Within days of launching “Barter for a better Fiji” on Facebook, Suva resident Marlene Dutta has sparked a cashless trade movement so popular it’s gone from three administrators to more than 90,000 members in just a over a week.
The no-cash, no commercial sales policy of the barter page was Ms Dutta’s concept, responding to the lack of money and jobs as Covid-19 travel and trade restrictions set off economic shocks for Fiji and many other Pacific nations.
“I needed to do something positive and constructive…like most people, I was confused, scared of all the uncertainties, frustrated at people not following the directives and empty from not being able to spend time with family and friends,” she said in a response sheet to the flood of media requests she’s been taking.
Taking action became a way to find peace and “focus on helping and being kind, rather than just being angry.”
Last month, as the impacts from thousands without paid work began to crunch on household spending, Ms Dutta started thinking about an easy to use barter network built on a practice many in Fiji were already familiar with.
The aim was to grow cash-free, direct trading in food and pre-loved items between people, to help use what money they could save for bills such as rent, utilities and transport.
“We have all been bartering and sharing one way or another most of our lives, whether within our families, in our communities- this (Facebook) space just helps people connect and exchange from a wider pool,” Ms Dutta said.
She launched Barter for a Better Fiji on 21 April and watched the membership hit more than 60,000 members and over 300,000 posts in the space of a few days.
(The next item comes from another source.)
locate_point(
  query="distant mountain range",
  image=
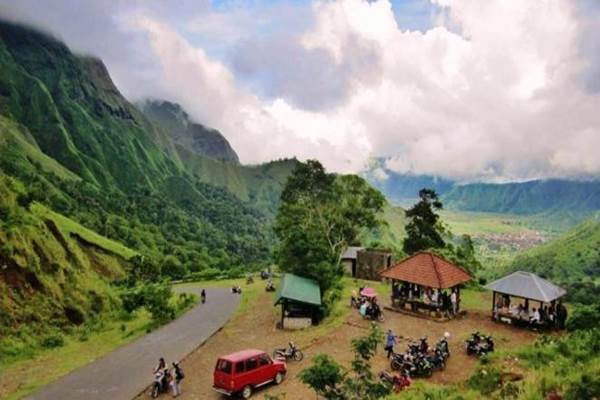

Fiji news coverage of the closed group page helped spread the word, businesses were pitching free services and delivery, and same-name barter movements in the Solomon Islands, Papua New Guinea and Samoa also popped up on Facebook as news of the page spread. Ms Dutta said it was a good thing.
“The response has been tremendous, unexpected, overwhelming. The way it’s grown is something I couldn’t even imagine.”
From trades offering 100 dalo tops for a traditional voivoi mat, fresh coconuts for cans of RTD woodstock, and an entire infant clothing wardrobe for a pie, the Barter for a Better Fiji page was a dynamic and colourful trading post which retained a unique Fiji flavour.
“This page is doing wonders and a lot of people are benefiting,” said first time trader Sheenal Chand. She was happy to swap a bag of food items and baby diapers for a puppy, and made a new friend in the process.
Not everyone came with a specific request. One Suva electrician offered free electrical wiring and repairs “for people in need- just bless me and my family in return”, according to his post.
A young mother was flooded with a wave of support and gifts when she put up her post. She had asked for anyone willing to provide tamarind so she could prepare chutneys to sell and keep her children fed.
The page also provided a space for giving between those who have the means, to those who post seeking support.
Offers from people willing to provide half the income gained from clearing and planting vacant land were also on the closed page.
Managing the page has required more moderators to keep on top of messages and posts. Handy guidelines setting age limits, cautioning traders on hygiene and physical distancing are part of the visual guides.
For Ms Dutta, the primary reason for setting up a barter page to help Fiji’s people cope without cash through Covid-19 times, had gone beyond basic needs and swapping pre-loved gear, to growing a wave of positivity, kindness, and connection.
She said technical issues aside, that’s the focus she wanted to continue.